The Australian Competition and Consumer Commission (ACCC) alleges that Bank of Queensland did not meet this obligation on 1 July 2021 as required, and did not make the required services available until 13 December 2021, which meant that the bank’s customers were unable to share their CDR data for more than five months after the date by which this service was required to be available to them.
“Under the CDR, consumers have a right to safely and securely share certain data with accredited providers, including fintech firms and other third parties, who in turn can use that data to create better customised products and services for the consumer,” ACCC Commissioner Peter Crone said.
“For the CDR to work effectively for consumers, participants including all banks must meet their data sharing obligations within the timeframes set by the regulations” he said.
“In the current environment of rising interest rates, consumers benefit from greater access to information and tools to help them compare products and make informed decisions about switching banks, and the CDR assists this.”
In a statement on Wednesday, the ACCC noted that it closely monitors compliance with CDR obligations and provides support for participants to assist them in preparing for and entering the CDR program.
“As it is rolled out, the CDR will increase consumer choice and promote the innovation needed to improve competition in financial services and other areas. It will play a central role in enhancing productivity,” Peter Crone said.
The ACCC warns that if CDR participants do not comply with their obligations, the it will consider taking enforcement action in line with the CDR Compliance and Enforcement Policy. “This can include administrative outcomes, enforceable undertakings, infringement notices, suspension or revocation of accreditation, or commencing court proceedings.”
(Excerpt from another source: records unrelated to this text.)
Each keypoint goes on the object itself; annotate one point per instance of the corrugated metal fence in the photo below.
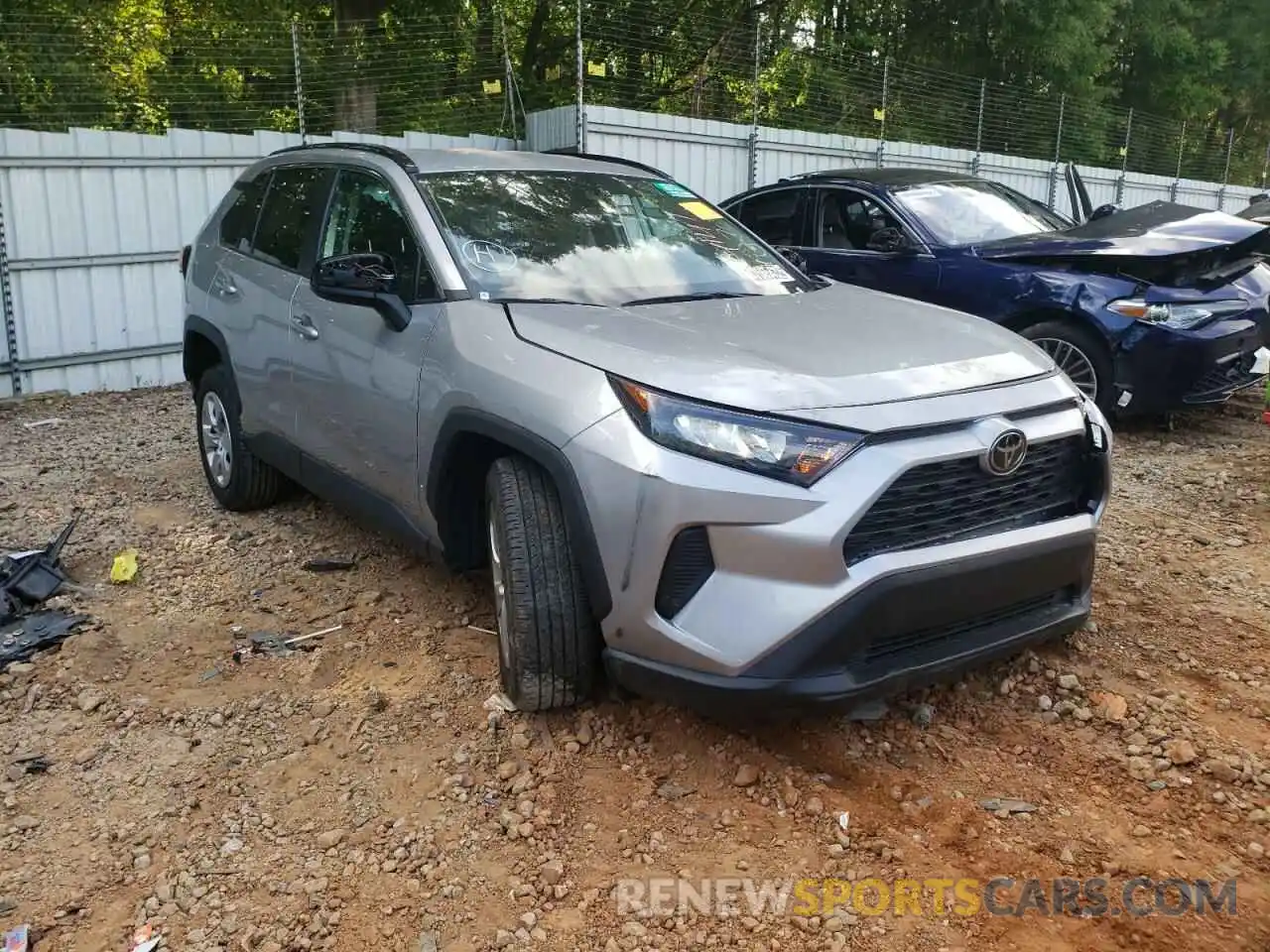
(94, 222)
(91, 222)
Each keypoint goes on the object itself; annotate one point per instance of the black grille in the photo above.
(925, 639)
(1224, 379)
(955, 499)
(688, 565)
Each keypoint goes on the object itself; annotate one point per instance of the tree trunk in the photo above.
(356, 99)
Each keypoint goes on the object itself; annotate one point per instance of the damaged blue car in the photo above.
(1147, 309)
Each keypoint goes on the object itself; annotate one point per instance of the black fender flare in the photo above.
(203, 327)
(581, 534)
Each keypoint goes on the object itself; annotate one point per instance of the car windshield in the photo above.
(974, 212)
(598, 239)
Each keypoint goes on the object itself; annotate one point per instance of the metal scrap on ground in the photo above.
(27, 580)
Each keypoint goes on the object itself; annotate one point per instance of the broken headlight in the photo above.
(1179, 315)
(784, 449)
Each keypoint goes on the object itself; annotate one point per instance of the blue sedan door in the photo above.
(844, 221)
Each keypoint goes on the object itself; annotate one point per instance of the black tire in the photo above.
(252, 484)
(1088, 344)
(549, 642)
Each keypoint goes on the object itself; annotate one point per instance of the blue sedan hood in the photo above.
(1159, 243)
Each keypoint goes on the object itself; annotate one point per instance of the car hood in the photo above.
(835, 347)
(1160, 243)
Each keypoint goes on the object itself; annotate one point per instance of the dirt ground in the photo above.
(361, 796)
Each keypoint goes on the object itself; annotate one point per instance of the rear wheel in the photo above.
(547, 635)
(1080, 354)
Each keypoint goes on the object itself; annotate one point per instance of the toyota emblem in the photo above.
(1006, 453)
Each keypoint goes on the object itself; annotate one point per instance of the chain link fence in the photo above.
(480, 71)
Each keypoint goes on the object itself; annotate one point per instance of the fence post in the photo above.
(1124, 159)
(881, 131)
(1058, 150)
(753, 122)
(1225, 176)
(1178, 177)
(978, 131)
(300, 85)
(579, 108)
(10, 317)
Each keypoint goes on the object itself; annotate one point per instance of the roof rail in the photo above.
(613, 159)
(397, 155)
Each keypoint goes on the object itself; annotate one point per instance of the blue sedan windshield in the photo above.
(960, 213)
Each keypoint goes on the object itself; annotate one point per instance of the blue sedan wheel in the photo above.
(1080, 354)
(1074, 362)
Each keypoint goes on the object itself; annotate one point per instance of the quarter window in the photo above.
(238, 226)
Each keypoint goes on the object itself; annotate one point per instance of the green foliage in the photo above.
(989, 73)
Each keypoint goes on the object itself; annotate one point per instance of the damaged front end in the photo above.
(1159, 244)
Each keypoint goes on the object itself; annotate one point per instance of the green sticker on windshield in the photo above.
(674, 189)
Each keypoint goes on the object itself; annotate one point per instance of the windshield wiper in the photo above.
(698, 296)
(543, 301)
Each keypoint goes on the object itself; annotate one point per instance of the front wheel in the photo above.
(235, 476)
(547, 635)
(1080, 356)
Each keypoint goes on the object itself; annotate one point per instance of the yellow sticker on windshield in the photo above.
(701, 209)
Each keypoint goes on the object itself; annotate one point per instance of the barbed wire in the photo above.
(483, 75)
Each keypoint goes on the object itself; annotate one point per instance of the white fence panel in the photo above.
(95, 222)
(710, 158)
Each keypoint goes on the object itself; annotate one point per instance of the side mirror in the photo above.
(366, 280)
(889, 240)
(793, 257)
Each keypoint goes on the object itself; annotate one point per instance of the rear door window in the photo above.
(293, 208)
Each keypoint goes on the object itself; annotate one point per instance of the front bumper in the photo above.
(901, 633)
(1162, 370)
(790, 603)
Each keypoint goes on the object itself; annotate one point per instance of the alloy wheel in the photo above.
(1074, 362)
(217, 443)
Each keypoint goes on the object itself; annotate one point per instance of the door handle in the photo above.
(305, 326)
(223, 287)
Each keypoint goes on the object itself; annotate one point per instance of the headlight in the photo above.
(784, 449)
(1179, 315)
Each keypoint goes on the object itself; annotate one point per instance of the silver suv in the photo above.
(685, 461)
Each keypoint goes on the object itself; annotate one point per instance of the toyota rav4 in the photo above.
(683, 460)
The ACCC says this is the first infringement notice it has issued for an alleged breach of the CDR Rules.
“A number of banks were delayed in implementing their CDR solutions, in part due to issues related to the COVID-19 pandemic and a shortage of skilled IT resources.
“In deciding to issue an infringement notice to Bank of Queensland, the ACCC took into account a number of factors, including the period of alleged non-compliance, the number of customers potentially impacted, the resourcing constraints Bank of Queensland faced in developing its CDR infrastructure and the steps it took to limit the duration of its non-compliance,” the ACCC statement concluded.
The ACCC also notes that the payment of a penalty specified in an infringement notice is not an admission of a contravention of the CDR Rules - and it can issue an infringement notice when it has reasonable grounds to believe a person or business has contravened certain provisions in the CDR Rules.
CDR gives consumers the right to safely access data about them, held by data holders, and direct this information to be transferred to accredited third parties, potentially to access new products and services, including better deals on everyday products and services.
CDR - designed and overseen by the Australian Government and independent regulators to ensure it is safe and secure for consumers - is an economy-wide reform that will be rolled out sector by sector, and has already been rolled out to banking.
The ACCC says that for banking, all Authorised Deposit-taking Institutions (ADIs) are designated data holders with obligations to share data through CDR - and the energy sector is set to commence sharing product (general) information in October this year, and to commence sharing consumer data from 15 November this year.